Le fabricant de téléphones intelligents BlackBerry BlackBerry étudie ses options stratégiques, y compris une éventuelle vente. La compagnie a révélé lundi que son conseil d'administration a constitué un comité spécial pour explorer ses «options stratégiques» dans l'espoir de rehausser la popularité de son téléphone BlackBerry 10.

BlackBerry n'a pas parlé précisément de privatisation, une idée de plus en plus populaire, selon les informations qui circulent depuis quelque temps.
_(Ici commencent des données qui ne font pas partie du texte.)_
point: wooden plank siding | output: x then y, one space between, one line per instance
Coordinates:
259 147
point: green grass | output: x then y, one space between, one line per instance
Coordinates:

L'examen stratégique — devant permettre de parvenir à la meilleure entente pour les actionnaires — a donné du souffle aux actions, lundi, même si elles demeuraient à un niveau inférieur à leur sommet de l'année, atteint alors que l'espoir soulevé par les BlackBerry 10 était plus élevé.

Le titre affichait une hausse de 78 cents, à 10,83 $, à la Bourse de Toronto, soit environ 8 $ de moins que le sommet atteint en janvier, lorsque sa valeur était gonflée par l'optimisme suscité par les nouveaux modèles de téléphones intelligents du fabricant.

L'examen stratégique sera mené par Timothy Dattels, qui s'est joint au conseil d'administration l'an dernier et qui est un associé principal chez TPG Capital, l'une des plus importantes sociétés de placement privé au monde.

«Au cours de la dernière année, la direction et le conseil se sont concentrés sur le lancement de la plateforme BlackBerry 10 et de BES 10, l'établissement d'une solide position financière, et l'évaluation de la meilleure approche pour apporter de la valeur à long terme pour les clients et les actionnaires», a affirmé M. Dattels dans un communiqué de presse.

«Compte tenu de l'importance et de la solidité de notre technologie, et de l'évolution de l'industrie et du paysage concurrentiel, nous croyons que c'est le bon moment pour explorer nos choix stratégiques», a-t-il ajouté.

Les analystes n'ont guère été surpris par l'annonce. Plusieurs s'attendaient à ce que l'entreprise se départisse d'au moins une partie de ses actifs il y a déjà plusieurs trimestres, et ils ont déçus qu'aucune vente ne se soit matérialisée.

BlackBerry a aussi annoncé lundi que Prem Watsa, le dirigeant de l'assureur canadien Fairfax Financial et l'un des principaux actionnaires de BlackBerry, avait quitté le conseil d'administration de l'entreprise en raison d'éventuels conflits d'intérêts.

M. Watsa s'était joint au conseil d'administration en 2012 pour tenter de relancer l'ancienne Research in Motion, au moment de l'arrivée de Thorsten Heins au poste de chef de la direction.

Dans un communiqué publié par BlackBerry, M. Watsa a indiqué avoir encore confiance en la compagnie, son conseil d'administration et sa direction. Il a ajouté que Fairfax n'avait aucunement l'intention de vendre ses actions.